In the best of times, life in New York City can be unforgiving. It was hard enough, working full tilt, to cover rent, child care and food before the pandemic. Now, in the neighborhoods most devastated by the coronavirus, life has become more precarious. And the most elemental human need — food — has become a pressing, urgent concern.

The pandemic is hitting low-income families and people of color — who often work in critical service jobs — the hardest.

Jerome Powell, the head of the Federal Reserve, said that almost 40 percent of Americans earning less than $40,000 a year lost their jobs in March.

Before the pandemic, at least a million families in New York City were already struggling. When schools closed, many children lost their only meal of the day.

Mayor Bill de Blasio estimates that at least two million families are facing food insecurity. “We are dealing with an unprecedented crisis,” he said in an interview in May.

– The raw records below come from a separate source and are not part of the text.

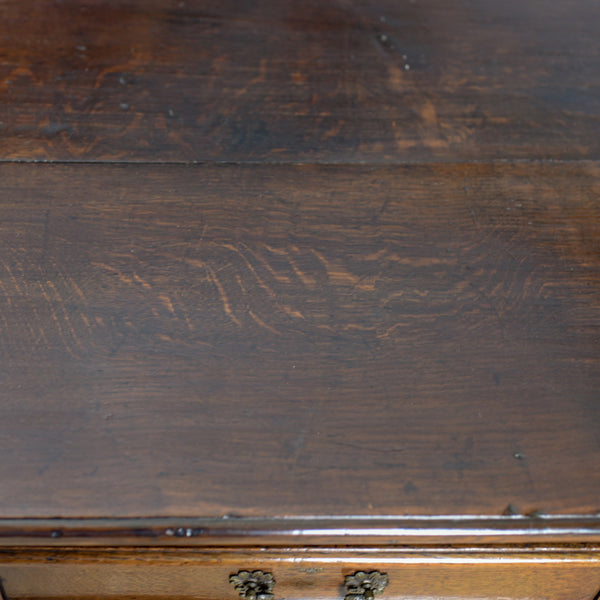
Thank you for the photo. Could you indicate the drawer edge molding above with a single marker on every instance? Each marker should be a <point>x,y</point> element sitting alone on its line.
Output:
<point>299,531</point>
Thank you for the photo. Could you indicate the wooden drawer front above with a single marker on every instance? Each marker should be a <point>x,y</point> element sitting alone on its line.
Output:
<point>499,573</point>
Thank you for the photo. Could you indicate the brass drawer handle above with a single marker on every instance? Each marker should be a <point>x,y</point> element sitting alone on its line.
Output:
<point>364,586</point>
<point>253,585</point>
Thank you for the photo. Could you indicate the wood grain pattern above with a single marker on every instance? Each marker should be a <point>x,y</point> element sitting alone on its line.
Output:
<point>289,80</point>
<point>279,340</point>
<point>499,573</point>
<point>535,531</point>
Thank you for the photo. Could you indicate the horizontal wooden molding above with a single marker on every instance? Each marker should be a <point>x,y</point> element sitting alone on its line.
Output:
<point>300,531</point>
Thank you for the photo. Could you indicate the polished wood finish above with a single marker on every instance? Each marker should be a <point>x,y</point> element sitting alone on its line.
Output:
<point>348,532</point>
<point>299,80</point>
<point>434,573</point>
<point>272,340</point>
<point>309,287</point>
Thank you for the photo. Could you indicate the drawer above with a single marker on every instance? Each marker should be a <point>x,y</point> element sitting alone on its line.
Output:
<point>514,573</point>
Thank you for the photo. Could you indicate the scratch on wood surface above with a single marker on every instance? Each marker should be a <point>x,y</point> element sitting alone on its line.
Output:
<point>223,295</point>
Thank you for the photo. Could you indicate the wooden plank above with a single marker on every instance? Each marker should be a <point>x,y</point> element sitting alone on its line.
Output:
<point>278,340</point>
<point>288,80</point>
<point>537,531</point>
<point>543,574</point>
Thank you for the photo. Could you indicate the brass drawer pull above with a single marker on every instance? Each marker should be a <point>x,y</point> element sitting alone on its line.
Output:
<point>364,586</point>
<point>253,585</point>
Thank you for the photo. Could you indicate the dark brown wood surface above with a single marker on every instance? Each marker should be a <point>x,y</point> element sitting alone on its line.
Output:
<point>499,573</point>
<point>299,80</point>
<point>299,340</point>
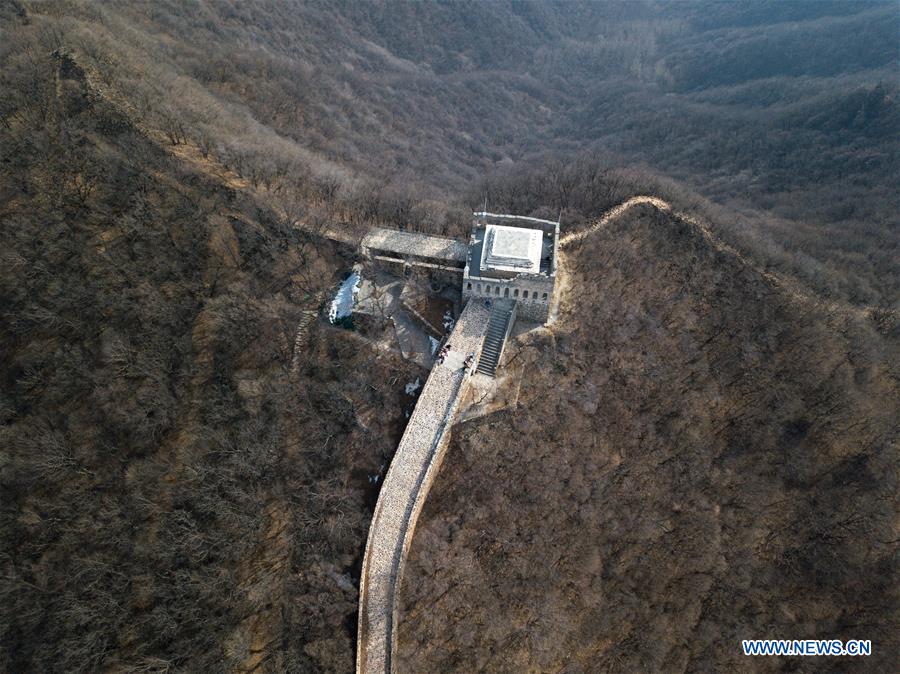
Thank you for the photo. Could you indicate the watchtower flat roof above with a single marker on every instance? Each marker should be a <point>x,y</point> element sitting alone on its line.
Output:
<point>412,243</point>
<point>512,249</point>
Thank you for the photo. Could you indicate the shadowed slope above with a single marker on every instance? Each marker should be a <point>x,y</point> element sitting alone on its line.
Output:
<point>697,457</point>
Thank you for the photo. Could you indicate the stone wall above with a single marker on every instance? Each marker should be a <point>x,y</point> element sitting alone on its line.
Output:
<point>413,469</point>
<point>533,294</point>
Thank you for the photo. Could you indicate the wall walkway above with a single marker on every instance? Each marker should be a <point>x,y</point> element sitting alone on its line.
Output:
<point>403,493</point>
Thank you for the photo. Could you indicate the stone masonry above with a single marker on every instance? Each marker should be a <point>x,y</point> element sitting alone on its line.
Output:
<point>405,488</point>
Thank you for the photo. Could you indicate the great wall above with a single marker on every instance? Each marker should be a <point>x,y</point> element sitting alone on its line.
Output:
<point>424,442</point>
<point>413,469</point>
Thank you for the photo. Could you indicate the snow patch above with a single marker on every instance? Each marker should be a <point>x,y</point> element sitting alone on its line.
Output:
<point>342,304</point>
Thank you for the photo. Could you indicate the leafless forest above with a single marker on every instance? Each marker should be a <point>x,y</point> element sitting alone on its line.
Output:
<point>699,456</point>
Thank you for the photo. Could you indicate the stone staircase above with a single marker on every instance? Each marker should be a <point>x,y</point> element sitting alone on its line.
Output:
<point>503,314</point>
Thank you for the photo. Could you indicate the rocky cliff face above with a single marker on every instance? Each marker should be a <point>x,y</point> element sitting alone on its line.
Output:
<point>695,458</point>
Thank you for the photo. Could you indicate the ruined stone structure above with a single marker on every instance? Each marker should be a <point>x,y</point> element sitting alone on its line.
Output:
<point>508,267</point>
<point>513,257</point>
<point>508,257</point>
<point>405,488</point>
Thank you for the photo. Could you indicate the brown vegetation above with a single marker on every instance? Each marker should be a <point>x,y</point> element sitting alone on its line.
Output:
<point>174,496</point>
<point>694,459</point>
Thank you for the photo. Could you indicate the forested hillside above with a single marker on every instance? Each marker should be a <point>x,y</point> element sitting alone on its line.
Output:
<point>187,487</point>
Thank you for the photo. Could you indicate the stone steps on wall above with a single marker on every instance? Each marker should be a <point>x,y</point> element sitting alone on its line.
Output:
<point>502,316</point>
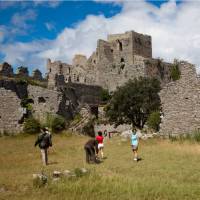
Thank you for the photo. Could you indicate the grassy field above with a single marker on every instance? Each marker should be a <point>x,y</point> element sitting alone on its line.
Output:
<point>167,170</point>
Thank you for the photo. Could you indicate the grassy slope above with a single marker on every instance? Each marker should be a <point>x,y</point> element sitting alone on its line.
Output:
<point>167,171</point>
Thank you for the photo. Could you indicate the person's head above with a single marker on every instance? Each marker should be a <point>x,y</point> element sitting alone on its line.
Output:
<point>99,133</point>
<point>134,130</point>
<point>45,129</point>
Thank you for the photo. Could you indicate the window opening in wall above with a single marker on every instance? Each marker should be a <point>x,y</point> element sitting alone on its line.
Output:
<point>138,40</point>
<point>41,100</point>
<point>122,64</point>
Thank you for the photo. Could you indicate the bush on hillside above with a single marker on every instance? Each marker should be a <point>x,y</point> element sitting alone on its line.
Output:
<point>153,120</point>
<point>58,124</point>
<point>105,96</point>
<point>31,126</point>
<point>88,129</point>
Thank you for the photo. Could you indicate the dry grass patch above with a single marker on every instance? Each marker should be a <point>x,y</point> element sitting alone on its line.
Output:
<point>167,170</point>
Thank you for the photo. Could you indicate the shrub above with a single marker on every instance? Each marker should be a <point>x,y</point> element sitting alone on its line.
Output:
<point>58,123</point>
<point>31,126</point>
<point>153,120</point>
<point>105,96</point>
<point>196,136</point>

The city’s scores of food banks and soup kitchens are racing to fight hunger. Some have organized food drives and distribution sites to meet the increase in people seeking help.

People line up as early as 5 in the morning and wait as long as six hours at some of the larger distribution sites. Some business groups and grocery stores have also stepped up, organizing distributions of food in all boroughs.

Denise Scaravella, the executive director of Community Help in Park Slope, or CHiPS, a soup kitchen in Brooklyn that had 150 weekly volunteers, closed the site because of the risk of exposure to the virus.

Ms. Scaravella, with two volunteers, now prepares to-go bags with enough meals and snacks — and on occasion, face masks — to hold people over until the following morning. She estimated that the soup kitchen served about 300 meals a day before the pandemic. It is now distributing 700 to 900 meals a day, seven days a week.

At a recent Catholic Charities pop-up food distribution at St. Finbar Catholic Church, in Bensonhurst, Brooklyn, Joe Devivo bowed his head and said “God bless you” to each person leaving with bags of food. “Thank you,” some said in appreciation.